Strait Shipbrokers and its managing director, Murtuza Mustafa Munir Basrai, filed a complaint July 19 in the U.S. District Court for the District of Columbia challenging its Specially Designated Nationals listing (see 2101050012). The Trump administration made the designation after concluding the company helped with the transport of petroleum from Iran. Straight Shipbroker countered, claiming it's not required to check the origin of its cargo in its role as a broker and that the designation was made in violation of the Administrative Procedure Act and its Fifth Amendment rights to due process (Strait Shipbrokers Pte. Ltd. et al. v. Blinken et al., D.C. Cir. #21-01946).
Plaintiffs in a case over the fifth administrative review of the countervailing duty order on crystalline silicon photovoltaic cells from China were granted a consent motion for a statutory injunction, enjoining liquidation on their solar cell entries on July 30. Prior injunctions held up the liquidation of the entries, but they have come to pass, prompting the need for the new injunction. The companies whose entries are now suspended are Changzhou Trina Solar Energy Co., Trina Solar (Changzhou) Science & Technology Co., Changzhou Trina Solar Yabang Energy Co. and Yancheng Trina Solar Energy Technology Co (Canadian Solar Inc., et al. v. U.S., CIT Consol. #19-00187).

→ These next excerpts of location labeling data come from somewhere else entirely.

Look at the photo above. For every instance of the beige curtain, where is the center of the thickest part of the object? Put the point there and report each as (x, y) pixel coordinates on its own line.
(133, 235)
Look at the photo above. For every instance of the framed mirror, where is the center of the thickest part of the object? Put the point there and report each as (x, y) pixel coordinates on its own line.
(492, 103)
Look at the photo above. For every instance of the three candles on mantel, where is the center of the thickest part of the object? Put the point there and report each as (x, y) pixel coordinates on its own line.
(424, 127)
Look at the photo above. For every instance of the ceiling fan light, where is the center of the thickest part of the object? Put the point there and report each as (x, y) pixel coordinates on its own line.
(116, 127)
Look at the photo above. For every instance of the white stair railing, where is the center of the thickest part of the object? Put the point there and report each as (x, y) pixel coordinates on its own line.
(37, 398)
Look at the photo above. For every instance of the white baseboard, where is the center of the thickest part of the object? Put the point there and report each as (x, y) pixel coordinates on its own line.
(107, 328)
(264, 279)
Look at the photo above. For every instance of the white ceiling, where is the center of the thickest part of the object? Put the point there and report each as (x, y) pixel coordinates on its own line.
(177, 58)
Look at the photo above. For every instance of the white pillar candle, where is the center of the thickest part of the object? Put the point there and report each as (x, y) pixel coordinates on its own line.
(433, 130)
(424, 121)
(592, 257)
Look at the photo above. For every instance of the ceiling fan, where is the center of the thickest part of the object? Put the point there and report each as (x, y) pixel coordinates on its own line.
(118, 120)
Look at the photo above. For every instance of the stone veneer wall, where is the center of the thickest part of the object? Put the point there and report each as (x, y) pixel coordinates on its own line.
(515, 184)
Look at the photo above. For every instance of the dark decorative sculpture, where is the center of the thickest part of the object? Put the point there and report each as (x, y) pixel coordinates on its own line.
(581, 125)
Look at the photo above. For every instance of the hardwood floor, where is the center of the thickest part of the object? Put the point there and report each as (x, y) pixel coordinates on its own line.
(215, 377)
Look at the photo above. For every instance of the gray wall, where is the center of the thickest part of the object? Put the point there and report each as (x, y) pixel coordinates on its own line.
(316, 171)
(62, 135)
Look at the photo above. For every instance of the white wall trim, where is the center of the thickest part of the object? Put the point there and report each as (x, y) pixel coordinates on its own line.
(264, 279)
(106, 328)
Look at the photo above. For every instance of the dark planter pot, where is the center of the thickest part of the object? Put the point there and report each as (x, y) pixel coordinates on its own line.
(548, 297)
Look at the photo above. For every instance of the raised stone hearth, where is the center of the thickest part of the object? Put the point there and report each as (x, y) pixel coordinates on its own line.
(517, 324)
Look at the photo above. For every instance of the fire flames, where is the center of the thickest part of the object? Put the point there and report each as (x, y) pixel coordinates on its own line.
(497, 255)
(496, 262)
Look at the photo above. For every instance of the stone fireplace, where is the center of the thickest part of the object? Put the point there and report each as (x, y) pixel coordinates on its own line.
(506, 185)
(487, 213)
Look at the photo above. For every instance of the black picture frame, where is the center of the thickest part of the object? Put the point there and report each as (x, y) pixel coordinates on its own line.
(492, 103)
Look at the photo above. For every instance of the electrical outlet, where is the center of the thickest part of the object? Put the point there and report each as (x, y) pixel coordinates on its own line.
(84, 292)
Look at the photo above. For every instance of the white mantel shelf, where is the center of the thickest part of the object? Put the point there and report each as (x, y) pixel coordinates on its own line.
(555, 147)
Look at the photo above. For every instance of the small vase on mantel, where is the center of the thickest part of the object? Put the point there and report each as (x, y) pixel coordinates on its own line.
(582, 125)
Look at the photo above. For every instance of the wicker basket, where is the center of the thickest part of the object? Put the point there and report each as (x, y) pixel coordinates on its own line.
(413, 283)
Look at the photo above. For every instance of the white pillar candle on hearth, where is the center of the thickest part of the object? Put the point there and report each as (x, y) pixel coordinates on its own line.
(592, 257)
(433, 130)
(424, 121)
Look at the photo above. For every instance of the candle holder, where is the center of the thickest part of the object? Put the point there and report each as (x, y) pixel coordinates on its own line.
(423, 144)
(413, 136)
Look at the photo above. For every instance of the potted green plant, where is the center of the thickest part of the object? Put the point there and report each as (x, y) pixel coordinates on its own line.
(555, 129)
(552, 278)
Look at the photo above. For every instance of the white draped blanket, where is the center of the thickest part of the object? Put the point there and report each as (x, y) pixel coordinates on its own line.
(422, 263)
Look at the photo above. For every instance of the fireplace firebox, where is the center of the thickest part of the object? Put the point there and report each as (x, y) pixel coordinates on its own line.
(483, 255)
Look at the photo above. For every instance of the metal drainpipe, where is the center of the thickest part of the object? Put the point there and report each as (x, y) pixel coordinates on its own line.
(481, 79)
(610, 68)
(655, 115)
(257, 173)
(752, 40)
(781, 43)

The U.S. Court of Appeals for the Federal Circuit dismissed an appeal from Novolipetsk Steel Public Joint Stock Company and Novex Trading (Swiss) SA on July 29 in a challenge of the 2016-17 administrative review of the antidumping duty order on hot-rolled flat rolled carbon-quality steel products. In November 2020, the Court of International Trade sustained the Commerce Department's final results in the case, holding that it was reasonable for the agency to find that the statute permitted it to disregard sales it found were not bona fide from the review. After Novolipetsk and Novex took their case to the Federal Circuit, the plaintiffs also moved to reconsider the case in the trade court. CIT then denied their motion to reconsider the case in an April decision. The Federal Circuit's dissmissal of the appeal came without opinion.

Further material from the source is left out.